1. The problem statement, all variables and given/known data
Let A and B be nxn matrices such that AB is invertible. Show that A and B are also invertible.

2. Relevant equations

3. The attempt at a solution
I feel that there are many ways to do this. My first idea was to use the fact that CAB = I and ABC = I for some C, which implies that (CA)B = I and A(BC) = I, which means that A has a right inverse and B has a left inverse. But since A and B are nxn, BC and CA are not just right and left inverses, respectively, but they are the inverses of A and B. Is this correct reasoning?
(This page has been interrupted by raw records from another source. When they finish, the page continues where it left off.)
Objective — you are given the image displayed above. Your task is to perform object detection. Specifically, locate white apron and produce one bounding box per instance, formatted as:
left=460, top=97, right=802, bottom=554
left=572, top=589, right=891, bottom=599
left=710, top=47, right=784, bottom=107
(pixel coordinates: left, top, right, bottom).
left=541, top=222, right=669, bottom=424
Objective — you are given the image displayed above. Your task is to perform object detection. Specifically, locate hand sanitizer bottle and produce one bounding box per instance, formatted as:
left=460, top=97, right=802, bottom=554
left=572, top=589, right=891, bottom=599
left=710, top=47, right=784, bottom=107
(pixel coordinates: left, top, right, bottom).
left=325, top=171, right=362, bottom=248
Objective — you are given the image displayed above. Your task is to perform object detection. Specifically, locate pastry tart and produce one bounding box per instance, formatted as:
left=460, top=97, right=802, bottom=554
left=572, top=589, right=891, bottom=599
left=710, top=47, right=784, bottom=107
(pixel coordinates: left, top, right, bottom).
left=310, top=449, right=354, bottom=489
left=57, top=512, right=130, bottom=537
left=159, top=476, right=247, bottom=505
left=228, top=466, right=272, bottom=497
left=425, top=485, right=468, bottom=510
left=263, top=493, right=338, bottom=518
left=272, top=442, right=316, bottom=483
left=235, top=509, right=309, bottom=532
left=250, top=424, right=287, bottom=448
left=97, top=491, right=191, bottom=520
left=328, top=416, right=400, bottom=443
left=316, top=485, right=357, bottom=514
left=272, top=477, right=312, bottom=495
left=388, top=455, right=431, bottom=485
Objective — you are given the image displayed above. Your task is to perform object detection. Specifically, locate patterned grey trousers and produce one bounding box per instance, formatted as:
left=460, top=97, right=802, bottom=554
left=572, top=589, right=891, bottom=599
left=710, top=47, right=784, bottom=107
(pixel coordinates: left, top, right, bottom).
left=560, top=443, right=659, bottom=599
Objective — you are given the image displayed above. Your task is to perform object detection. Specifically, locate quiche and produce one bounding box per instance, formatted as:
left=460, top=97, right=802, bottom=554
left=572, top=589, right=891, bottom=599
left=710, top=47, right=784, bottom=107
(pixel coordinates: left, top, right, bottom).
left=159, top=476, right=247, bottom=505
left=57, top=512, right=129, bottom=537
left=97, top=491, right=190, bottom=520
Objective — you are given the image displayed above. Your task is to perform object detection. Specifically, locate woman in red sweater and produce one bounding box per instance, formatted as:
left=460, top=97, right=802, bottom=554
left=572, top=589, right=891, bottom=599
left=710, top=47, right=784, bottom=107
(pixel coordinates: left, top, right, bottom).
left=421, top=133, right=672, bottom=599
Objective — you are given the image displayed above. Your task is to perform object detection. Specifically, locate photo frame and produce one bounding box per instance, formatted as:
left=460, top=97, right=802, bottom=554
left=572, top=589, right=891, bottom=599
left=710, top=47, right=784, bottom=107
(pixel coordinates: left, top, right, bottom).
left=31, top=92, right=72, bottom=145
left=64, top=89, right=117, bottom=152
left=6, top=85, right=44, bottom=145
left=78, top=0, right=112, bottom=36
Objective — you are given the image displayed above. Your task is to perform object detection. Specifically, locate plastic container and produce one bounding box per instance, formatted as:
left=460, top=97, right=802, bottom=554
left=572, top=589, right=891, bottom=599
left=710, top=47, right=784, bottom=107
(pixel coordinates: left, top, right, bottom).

Also, would it be any better to make use of the isomorphism from matrices and linear transformations, prove the result for linear transformations, and hence prove the result for matrices?

2. Feb 14, 2017

### Ray Vickson

3. Feb 14, 2017

### Mr Davis 97

I know about them, but in this course we are not allowed to use them yet.

4. Feb 15, 2017

### Staff: Mentor

You could show, that the kernels of $A$ and $B$ have to be $\{0\}$ and apply the dimension formula $\dim \ker C + \dim \textrm{im}\, C = n$ to show surjectivity.

5. Feb 15, 2017

### pasmith

This is correct; it is also the easiest way to prove the result.